Listening or reading about some of the comments are some veterans, some of whom have won the Masters and some who haven’t.

Their cautionary tale to the first-timers is that regardless of how well they’re playing, the pressure of a weekend at Augusta National can squeeze the life out of cockiness.

Trying to tamp down the excitement, as difficult as that might sound, is also advisable.

“My first was 2005, and we had a 36-hole Monday finish in Atlanta,” said 2007 Masters champion Zach Johnson of St. Simons Island, Ga. “I didn’t get here until Tuesday and to say I was a deer in the headlights is an understatement. I had no idea what was going on.”

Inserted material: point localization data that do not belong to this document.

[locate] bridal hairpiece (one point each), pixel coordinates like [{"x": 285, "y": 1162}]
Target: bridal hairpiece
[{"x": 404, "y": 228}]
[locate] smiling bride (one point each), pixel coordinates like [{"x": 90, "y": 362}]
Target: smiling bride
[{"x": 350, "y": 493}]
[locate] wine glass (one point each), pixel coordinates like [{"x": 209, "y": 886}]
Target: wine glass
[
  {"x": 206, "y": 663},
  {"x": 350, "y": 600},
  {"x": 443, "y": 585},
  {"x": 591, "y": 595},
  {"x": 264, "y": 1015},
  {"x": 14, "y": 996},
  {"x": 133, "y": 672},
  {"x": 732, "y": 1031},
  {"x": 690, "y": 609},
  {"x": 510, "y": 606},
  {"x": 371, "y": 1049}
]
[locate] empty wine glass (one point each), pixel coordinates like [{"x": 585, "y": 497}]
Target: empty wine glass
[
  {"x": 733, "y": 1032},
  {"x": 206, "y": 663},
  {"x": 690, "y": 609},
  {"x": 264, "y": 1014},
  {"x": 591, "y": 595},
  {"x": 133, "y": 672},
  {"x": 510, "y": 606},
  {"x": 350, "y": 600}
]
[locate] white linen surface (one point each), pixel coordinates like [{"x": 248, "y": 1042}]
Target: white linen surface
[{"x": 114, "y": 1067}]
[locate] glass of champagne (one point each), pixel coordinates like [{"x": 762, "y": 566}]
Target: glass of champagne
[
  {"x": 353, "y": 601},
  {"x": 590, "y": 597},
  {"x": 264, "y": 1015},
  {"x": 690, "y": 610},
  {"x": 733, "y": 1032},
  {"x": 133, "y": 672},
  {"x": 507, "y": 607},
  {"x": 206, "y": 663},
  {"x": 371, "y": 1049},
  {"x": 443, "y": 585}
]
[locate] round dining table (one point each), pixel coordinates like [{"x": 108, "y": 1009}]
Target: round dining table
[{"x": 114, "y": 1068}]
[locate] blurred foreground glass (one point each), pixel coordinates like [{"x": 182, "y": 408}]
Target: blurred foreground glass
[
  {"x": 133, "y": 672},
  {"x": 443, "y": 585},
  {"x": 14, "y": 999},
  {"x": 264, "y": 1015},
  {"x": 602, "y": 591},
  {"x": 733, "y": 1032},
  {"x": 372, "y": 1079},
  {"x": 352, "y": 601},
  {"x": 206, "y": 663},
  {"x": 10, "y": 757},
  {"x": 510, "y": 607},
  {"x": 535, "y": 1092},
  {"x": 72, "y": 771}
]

“Pace yourself,” advised Ponte Vedra Beach resident Jim Furyk. “[In his first Masters, in 1996] I hit too many balls. I spent too much time on the range, the chipping green, the putting green, played 18 ... just too excited to be here. But by the time Thursday comes around, you’re already somewhat worn out. By Sunday, you’re running on fumes.”

The first-time players have picked up on one key component in getting ready to tackle Augusta National for the first time: lean on the veterans.

Spieth was seen at length on the putting green Tuesday with past champions Tom Watson and Ben Crenshaw. Reed played with Rory McIlroy, and will again Thursday and Friday when the tournament begins. Jones has a Wednesday practice round scheduled with defending champion and fellow Aussie Adam Scott.

Johnson said he picked up valuable information in his first-ever Masters round when he played with 1998 champion Mark O’Meara. Johnson shot 81 and O’Meara 72.

“I hit it as well as he did, and it was humbling,” Johnson said. “It wasn’t so much of where he hit it but where he missed it, and the putts and chips he made. That kind of knowledge rubs off.”

The Augusta National competition committee also historically tries to put rookie players in groupings with veterans. Spieth will join Reed in playing with McIlroy, who is in his sixth Masters. Kevin Stadler is playing with 1991 champion Ian Woosnam. Jonas Blixt of Jacksonville Beach is playing with Crenshaw. Billy Horschel of Ponte Vedra Beach has Watson for a playing partner. Matt Every of Jacksonville Beach drew 2003 champion Mike Weir.

“I got to play my first two rounds with Fuzzy Zoeller, and he was whistling off the first tee,” said Scott, who will play with U.S. Amateur champion Matthew Fitzpatrick. “I wasn’t quite sure what to make of it, but it was certainly a little more light-hearted than I thought. He’s [Fitzpatrick] got to enjoy the experience and hopefully it inspires him to keep working hard and come back, many many times.”

Trying to handicap which of the first-time players has the best chance to contend is difficult. After all, who saw Frank Urban Zoeller coming?

Johnson said one or more of them in the mix on Sunday shouldn’t come as any great shock.

“They’re all really good, so I’m hoping they don’t play somehow ... WD, DQ,” he said in a kidding fashion. “Any one of them would not surprise me, they’re so talented.